My teeneage daughter coasted into the back of an SUV. Less than 500 dollars impairment to SUV. No one was ticketed. There be a police report taken. Is it against the law to not claim it on our insurance, if we wages to have to SUV fixed?
Answers:
If you are liable to pay it out of your own pocket you do not enjoy to report it to your insurance company. However, if anybody was hurt you should report it to your company.
Also, please be advise that in most states you would owe for a rental sports car while the other vehicle is being repaired.
I'll inform you up front that I'm not an insurance agent, but I do know enough to put together one suggestion. That is, go to the police station and draw from yourself a copy of that police report. See if the drivers license numbers are on there. If they aren't, you merely might squeak it by. If they are... you'd better go ahead and convey the insurance company about it.
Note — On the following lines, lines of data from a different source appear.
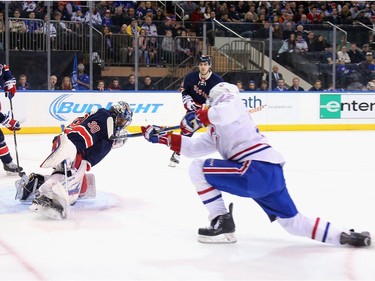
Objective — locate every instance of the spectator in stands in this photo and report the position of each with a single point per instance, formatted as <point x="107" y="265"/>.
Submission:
<point x="132" y="29"/>
<point x="130" y="84"/>
<point x="96" y="18"/>
<point x="354" y="54"/>
<point x="296" y="87"/>
<point x="239" y="85"/>
<point x="143" y="56"/>
<point x="301" y="45"/>
<point x="62" y="9"/>
<point x="317" y="86"/>
<point x="277" y="32"/>
<point x="100" y="86"/>
<point x="183" y="46"/>
<point x="263" y="86"/>
<point x="334" y="18"/>
<point x="314" y="15"/>
<point x="32" y="37"/>
<point x="115" y="85"/>
<point x="78" y="16"/>
<point x="212" y="29"/>
<point x="288" y="45"/>
<point x="158" y="18"/>
<point x="367" y="68"/>
<point x="343" y="54"/>
<point x="107" y="18"/>
<point x="53" y="83"/>
<point x="321" y="44"/>
<point x="168" y="48"/>
<point x="83" y="79"/>
<point x="109" y="44"/>
<point x="119" y="17"/>
<point x="22" y="84"/>
<point x="17" y="30"/>
<point x="149" y="27"/>
<point x="66" y="84"/>
<point x="345" y="75"/>
<point x="327" y="55"/>
<point x="251" y="86"/>
<point x="288" y="30"/>
<point x="141" y="10"/>
<point x="275" y="76"/>
<point x="148" y="85"/>
<point x="304" y="22"/>
<point x="42" y="31"/>
<point x="365" y="50"/>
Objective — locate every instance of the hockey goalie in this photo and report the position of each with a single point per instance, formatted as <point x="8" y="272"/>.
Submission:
<point x="82" y="145"/>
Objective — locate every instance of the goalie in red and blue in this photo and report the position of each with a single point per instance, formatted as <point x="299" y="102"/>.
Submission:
<point x="194" y="90"/>
<point x="250" y="167"/>
<point x="9" y="85"/>
<point x="82" y="145"/>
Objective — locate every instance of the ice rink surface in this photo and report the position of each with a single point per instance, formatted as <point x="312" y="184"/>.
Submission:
<point x="143" y="224"/>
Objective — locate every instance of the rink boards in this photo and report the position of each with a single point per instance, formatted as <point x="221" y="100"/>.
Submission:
<point x="44" y="112"/>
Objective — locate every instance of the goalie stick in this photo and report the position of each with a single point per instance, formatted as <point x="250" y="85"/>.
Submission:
<point x="21" y="174"/>
<point x="171" y="128"/>
<point x="165" y="129"/>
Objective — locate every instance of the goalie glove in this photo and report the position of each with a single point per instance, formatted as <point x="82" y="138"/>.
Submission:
<point x="10" y="88"/>
<point x="154" y="134"/>
<point x="10" y="123"/>
<point x="189" y="103"/>
<point x="190" y="124"/>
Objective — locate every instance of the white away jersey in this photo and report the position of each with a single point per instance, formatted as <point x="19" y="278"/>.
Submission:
<point x="233" y="134"/>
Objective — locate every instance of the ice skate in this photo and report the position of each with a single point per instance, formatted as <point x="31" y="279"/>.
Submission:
<point x="221" y="230"/>
<point x="12" y="169"/>
<point x="175" y="159"/>
<point x="45" y="207"/>
<point x="355" y="238"/>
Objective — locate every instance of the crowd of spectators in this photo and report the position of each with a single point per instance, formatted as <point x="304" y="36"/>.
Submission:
<point x="164" y="39"/>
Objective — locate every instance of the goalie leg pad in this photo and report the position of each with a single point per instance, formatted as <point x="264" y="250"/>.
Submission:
<point x="26" y="187"/>
<point x="63" y="149"/>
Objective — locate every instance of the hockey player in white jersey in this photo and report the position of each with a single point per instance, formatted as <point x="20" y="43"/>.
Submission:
<point x="250" y="168"/>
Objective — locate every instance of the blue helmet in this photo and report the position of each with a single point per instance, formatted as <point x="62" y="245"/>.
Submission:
<point x="122" y="114"/>
<point x="205" y="59"/>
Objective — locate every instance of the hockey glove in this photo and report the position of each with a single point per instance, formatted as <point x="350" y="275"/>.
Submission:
<point x="154" y="134"/>
<point x="189" y="124"/>
<point x="11" y="124"/>
<point x="10" y="88"/>
<point x="202" y="115"/>
<point x="189" y="103"/>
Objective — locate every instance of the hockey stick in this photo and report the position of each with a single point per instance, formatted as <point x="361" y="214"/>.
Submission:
<point x="65" y="164"/>
<point x="21" y="174"/>
<point x="164" y="129"/>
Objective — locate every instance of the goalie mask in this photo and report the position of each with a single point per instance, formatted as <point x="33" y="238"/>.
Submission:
<point x="122" y="115"/>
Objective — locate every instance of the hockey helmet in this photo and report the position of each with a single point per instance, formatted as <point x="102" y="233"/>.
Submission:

No, it's not against the statute. Is it a good belief? Maybe, maybe not.
Here's the dipper: most SUV's these days enjoy a plastic cover on the bumper. It can't be repaired, it has to be replaced. Because of this, it's HIGHLY unlikely that here is "less than $500 damage". Bumpers can scale from $800 to $1800, and even more. So a REALISTIC amount of damages, PLUS the rental car while the saloon is in the shop, is closer to $1500 to $2000.
Second issue: unless the SUV be parked with not a soul in it, you could be first up a HUGE can of worms from a bodily injury point of view. I NEVER EVER EVER push for my insureds to handle a claim themselves, if someone be in the other sports car.
Here's why: If you pay adjectives costs bypassing the insurance company, you effectively absolve them of any responsibility for the claim. Two days from now, if this personality decides they might know how to make a few bucks from person hit, and starts seeing a chiropractor 2-3 times a week for back stomach-ache from the accident, okay, YOU will end up paying for it. You of late won't find out, until they present you with $5,000 of medical bills. Or even worse, they "miss work" and present you next to two weeks of "lost wages".
Once you START paying for a claim, any court in the world will look at that as acknowledgment of fault, and you are going to KEEP paying for it out of pocket, because the setting up of the payment "jeapordizes the company's defense" of your at shortcoming driver - thus voiding their responsibility to pay ANYTHING.
SO. If someone be in the saloon, it's stupid for you to do this. If the car be empty, and you're in place to shell out $2,000, go for it. It's sure not against the law.
MBR's answer is correct.
I would make a payment that you should find out the surcharge threshold that your company has surrounded by your state. Where I am, no claim under $1250 is held against you (it does not adapt your premium).
If you did want to handle it yourself you should own an attorney type up a release that the $500 settles the claim in full and no adjectives claims from the accident can be claimed.